И старушка, согбенная годами, у двери думает:
— Ну, что же, ‘близок час’ — и не страшно: все эти люди за меня помолятся. И молитвы заупокойные и поминальные есть: все продумано, все обделано, все обформлено. Не одинока я, не заброшенная вещь, не потерянная душа. Живу в гнезде, в народном тепле. И жить не страшно, и умереть не больно. То есть и больно, и страшно, но не так.
А одна… я с ума от ужаса бы сошла, хоть и сказано, что ‘блаженны чистые сердцем’, и проч. Со всякою истиною я одна помешалась бы от страха, а со всеми и без особенных истин живу и живу…
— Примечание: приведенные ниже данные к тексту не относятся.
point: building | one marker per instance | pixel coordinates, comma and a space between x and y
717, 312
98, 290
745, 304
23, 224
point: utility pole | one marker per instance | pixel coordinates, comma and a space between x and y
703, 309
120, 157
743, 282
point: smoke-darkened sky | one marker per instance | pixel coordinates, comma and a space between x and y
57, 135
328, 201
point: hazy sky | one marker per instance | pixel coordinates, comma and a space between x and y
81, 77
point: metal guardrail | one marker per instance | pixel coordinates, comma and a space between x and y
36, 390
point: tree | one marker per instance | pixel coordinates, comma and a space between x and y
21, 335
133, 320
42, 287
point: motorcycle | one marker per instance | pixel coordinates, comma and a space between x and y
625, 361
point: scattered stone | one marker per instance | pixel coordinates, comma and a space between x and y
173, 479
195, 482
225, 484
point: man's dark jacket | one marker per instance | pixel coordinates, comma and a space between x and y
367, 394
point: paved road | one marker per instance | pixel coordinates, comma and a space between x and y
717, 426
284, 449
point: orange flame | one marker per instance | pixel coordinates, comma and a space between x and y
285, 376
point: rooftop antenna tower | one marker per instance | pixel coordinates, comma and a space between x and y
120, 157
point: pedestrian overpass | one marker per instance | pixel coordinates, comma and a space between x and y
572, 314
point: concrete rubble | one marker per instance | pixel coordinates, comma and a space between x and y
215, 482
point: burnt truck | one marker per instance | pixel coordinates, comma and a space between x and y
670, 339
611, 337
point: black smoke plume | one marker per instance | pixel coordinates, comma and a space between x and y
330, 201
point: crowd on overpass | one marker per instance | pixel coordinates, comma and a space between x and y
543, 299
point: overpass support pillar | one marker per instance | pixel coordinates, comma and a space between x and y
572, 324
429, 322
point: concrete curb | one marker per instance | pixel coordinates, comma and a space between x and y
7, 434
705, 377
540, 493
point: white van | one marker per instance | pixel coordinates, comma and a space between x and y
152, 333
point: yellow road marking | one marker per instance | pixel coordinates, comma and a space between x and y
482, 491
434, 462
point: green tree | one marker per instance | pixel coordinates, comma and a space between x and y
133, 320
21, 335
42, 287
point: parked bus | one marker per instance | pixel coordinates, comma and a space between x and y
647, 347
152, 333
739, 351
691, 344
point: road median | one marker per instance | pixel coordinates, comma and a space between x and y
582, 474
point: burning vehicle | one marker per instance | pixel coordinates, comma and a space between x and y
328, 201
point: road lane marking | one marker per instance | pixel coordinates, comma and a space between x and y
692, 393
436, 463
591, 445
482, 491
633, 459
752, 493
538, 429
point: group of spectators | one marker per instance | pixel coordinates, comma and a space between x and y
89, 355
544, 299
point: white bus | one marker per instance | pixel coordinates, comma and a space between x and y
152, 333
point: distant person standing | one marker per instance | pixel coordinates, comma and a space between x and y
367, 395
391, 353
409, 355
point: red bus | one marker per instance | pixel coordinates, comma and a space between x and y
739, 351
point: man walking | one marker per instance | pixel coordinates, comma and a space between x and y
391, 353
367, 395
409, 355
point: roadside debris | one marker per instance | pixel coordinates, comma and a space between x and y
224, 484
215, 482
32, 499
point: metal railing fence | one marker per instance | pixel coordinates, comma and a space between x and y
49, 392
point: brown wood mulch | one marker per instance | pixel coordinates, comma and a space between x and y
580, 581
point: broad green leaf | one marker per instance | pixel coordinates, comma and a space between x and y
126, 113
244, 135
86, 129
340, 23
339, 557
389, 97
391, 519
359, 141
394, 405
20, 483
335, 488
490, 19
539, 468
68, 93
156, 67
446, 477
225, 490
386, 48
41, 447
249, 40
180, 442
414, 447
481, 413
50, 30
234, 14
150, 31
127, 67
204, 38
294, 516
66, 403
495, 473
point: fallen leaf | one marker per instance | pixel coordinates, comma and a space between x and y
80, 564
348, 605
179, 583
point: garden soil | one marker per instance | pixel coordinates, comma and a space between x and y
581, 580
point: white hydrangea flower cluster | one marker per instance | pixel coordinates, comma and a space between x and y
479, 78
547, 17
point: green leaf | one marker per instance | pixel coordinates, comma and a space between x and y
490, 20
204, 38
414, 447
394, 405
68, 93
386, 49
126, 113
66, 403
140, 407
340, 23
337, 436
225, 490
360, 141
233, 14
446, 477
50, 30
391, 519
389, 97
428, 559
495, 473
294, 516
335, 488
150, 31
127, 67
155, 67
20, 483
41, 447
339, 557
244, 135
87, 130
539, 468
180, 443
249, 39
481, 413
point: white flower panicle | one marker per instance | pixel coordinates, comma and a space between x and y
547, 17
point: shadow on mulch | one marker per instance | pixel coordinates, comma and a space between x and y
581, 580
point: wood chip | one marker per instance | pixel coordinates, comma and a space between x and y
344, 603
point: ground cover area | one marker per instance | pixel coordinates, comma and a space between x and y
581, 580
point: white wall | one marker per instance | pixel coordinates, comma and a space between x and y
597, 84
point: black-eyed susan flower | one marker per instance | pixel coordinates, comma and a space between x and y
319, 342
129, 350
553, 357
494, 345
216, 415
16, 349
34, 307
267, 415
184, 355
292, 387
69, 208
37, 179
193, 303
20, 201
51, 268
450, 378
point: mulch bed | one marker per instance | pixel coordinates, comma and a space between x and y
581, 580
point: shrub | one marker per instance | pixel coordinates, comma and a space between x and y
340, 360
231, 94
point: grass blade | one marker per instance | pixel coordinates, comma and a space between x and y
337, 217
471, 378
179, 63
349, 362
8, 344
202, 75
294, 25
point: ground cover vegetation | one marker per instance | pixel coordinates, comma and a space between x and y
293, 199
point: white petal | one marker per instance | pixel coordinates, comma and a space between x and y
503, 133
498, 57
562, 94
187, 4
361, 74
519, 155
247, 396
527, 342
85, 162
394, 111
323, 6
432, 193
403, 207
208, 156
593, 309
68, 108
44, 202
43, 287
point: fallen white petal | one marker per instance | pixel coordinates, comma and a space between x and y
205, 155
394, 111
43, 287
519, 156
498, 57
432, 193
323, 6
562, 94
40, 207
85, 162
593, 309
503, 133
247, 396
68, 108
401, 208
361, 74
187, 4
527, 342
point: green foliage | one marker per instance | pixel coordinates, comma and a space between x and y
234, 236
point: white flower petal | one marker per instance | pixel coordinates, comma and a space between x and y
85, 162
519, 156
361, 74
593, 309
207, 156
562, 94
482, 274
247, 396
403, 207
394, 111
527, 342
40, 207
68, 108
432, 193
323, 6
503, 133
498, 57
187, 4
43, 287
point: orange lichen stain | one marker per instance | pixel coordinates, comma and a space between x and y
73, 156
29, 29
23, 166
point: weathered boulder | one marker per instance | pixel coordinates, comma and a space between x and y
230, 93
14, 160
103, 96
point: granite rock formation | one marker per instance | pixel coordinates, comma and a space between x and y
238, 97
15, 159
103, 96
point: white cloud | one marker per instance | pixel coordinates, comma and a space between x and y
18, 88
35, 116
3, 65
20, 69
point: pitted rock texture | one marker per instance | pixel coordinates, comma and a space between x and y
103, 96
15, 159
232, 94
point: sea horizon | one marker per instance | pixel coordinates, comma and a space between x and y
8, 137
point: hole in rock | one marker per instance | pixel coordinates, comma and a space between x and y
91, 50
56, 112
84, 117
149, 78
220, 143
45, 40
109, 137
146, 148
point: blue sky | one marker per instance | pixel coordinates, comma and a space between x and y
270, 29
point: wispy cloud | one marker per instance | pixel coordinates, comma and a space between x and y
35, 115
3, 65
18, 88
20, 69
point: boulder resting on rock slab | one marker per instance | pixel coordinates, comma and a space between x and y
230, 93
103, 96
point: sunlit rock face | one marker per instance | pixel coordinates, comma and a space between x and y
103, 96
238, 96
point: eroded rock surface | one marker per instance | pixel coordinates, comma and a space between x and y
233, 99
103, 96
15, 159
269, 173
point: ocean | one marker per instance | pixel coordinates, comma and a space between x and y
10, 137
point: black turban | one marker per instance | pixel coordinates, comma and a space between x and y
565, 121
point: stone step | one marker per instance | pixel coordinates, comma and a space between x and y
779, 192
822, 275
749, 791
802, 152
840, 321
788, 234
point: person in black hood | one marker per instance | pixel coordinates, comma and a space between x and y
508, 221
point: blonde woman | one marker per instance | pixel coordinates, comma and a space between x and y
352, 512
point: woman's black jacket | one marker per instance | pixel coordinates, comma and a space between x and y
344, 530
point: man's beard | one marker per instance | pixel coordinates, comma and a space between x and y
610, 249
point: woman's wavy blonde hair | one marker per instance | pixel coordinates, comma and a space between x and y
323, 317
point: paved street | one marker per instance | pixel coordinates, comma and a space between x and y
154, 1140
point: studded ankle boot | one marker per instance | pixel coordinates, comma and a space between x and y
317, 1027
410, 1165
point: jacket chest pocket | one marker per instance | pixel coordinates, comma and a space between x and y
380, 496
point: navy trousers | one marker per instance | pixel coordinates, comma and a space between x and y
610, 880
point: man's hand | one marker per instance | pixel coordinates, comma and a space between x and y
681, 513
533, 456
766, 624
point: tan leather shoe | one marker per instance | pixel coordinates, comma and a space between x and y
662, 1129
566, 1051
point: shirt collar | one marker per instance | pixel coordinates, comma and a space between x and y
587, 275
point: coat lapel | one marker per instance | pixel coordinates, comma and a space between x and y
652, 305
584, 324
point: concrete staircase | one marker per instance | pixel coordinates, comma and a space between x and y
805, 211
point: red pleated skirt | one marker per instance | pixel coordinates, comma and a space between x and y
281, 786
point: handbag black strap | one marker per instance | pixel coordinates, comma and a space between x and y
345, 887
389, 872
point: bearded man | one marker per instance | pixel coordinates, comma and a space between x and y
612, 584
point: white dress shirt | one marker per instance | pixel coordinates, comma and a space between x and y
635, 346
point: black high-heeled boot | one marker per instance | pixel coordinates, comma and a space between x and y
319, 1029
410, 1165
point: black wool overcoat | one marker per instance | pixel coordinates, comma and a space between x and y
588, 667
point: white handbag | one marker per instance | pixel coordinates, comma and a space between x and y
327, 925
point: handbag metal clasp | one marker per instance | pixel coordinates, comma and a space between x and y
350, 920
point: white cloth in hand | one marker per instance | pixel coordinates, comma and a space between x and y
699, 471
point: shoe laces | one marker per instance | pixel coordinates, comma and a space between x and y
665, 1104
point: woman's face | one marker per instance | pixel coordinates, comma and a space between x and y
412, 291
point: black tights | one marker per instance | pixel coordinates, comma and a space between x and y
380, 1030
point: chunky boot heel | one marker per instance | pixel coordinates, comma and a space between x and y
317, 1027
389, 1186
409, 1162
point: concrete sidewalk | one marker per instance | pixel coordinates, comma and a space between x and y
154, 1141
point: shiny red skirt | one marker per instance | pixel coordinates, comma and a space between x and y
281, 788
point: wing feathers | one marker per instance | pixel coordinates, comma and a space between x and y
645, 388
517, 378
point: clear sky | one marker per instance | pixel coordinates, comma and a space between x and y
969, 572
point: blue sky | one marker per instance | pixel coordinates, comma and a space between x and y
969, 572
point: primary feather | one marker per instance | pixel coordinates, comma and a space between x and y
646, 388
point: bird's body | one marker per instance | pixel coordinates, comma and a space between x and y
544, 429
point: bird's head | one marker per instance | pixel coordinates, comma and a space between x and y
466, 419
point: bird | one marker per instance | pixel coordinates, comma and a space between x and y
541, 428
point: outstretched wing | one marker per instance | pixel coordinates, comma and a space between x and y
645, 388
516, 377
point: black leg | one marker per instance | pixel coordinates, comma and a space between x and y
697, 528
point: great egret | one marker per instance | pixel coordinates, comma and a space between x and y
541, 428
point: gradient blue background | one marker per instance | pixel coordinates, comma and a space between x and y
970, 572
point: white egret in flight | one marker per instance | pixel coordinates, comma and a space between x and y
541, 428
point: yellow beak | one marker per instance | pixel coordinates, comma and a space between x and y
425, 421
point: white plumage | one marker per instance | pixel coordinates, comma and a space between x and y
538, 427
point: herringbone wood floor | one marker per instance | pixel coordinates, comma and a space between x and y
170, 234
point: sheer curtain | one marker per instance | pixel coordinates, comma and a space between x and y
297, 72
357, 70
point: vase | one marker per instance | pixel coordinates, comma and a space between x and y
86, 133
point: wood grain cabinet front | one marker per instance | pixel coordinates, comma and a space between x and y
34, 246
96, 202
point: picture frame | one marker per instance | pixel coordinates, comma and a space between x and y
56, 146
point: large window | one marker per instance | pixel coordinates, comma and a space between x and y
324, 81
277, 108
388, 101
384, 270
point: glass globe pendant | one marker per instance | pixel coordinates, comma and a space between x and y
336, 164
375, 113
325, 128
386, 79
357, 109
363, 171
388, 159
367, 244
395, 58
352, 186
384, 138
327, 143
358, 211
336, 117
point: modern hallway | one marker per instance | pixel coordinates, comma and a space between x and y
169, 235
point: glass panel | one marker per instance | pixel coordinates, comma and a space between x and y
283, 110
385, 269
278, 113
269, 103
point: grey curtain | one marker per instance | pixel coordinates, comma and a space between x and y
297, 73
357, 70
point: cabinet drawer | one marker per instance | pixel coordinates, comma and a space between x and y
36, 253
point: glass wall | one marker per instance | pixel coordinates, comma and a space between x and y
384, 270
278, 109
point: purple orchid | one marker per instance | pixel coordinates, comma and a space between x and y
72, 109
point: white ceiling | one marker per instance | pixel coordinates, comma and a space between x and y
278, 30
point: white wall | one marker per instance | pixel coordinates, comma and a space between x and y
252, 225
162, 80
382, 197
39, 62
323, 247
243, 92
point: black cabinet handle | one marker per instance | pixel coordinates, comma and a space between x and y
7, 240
Церковь, таким образом, в великом строительстве дала способ всем жить, все как-то ‘утрясла’ и ‘уладила’, стесала углы, подломила шипы, предупредила чудовищные коллизии, столкновения. Древо жизни, великое древо-человек давало все сок и сок, пахучий, вкусный, сок затвердевал, приобретал формы. Я сказал, что ни по одному из евангельских мотивов невозможно прийти к идее построить церковь, к порыву построить церковь. По этим мотивам только штундисты собираются. Храмы все вообще построены по великим космическим чувствам, живущим в человеке, по основаниям космических категорий, пересекающихся в существе человека, — и по великим психическим, личным, биографическим мотивам: церкви — у нас, как и в древних религиях, — все космичны или психичны, и только, и этому конец. Но мы уже ‘смирны сердцем’, от борьбы устали, — и ‘была бы отворена дверь и куда бы нам пройти’, а чье имя тут поставлено — не станем об этом спорить. И что могут сделать ссылки на Евангелие, на точный смысл Христовых слов, против этого всенародного:
— Мне тут хорошо!
— Пробуждают что-то теплое в моей груди эти фимиамы, кадильный дым, образа, вся видимость.
— Это мне нужно!
Впервые опубликовано: Новое время. 1909. 20 января. No 11803.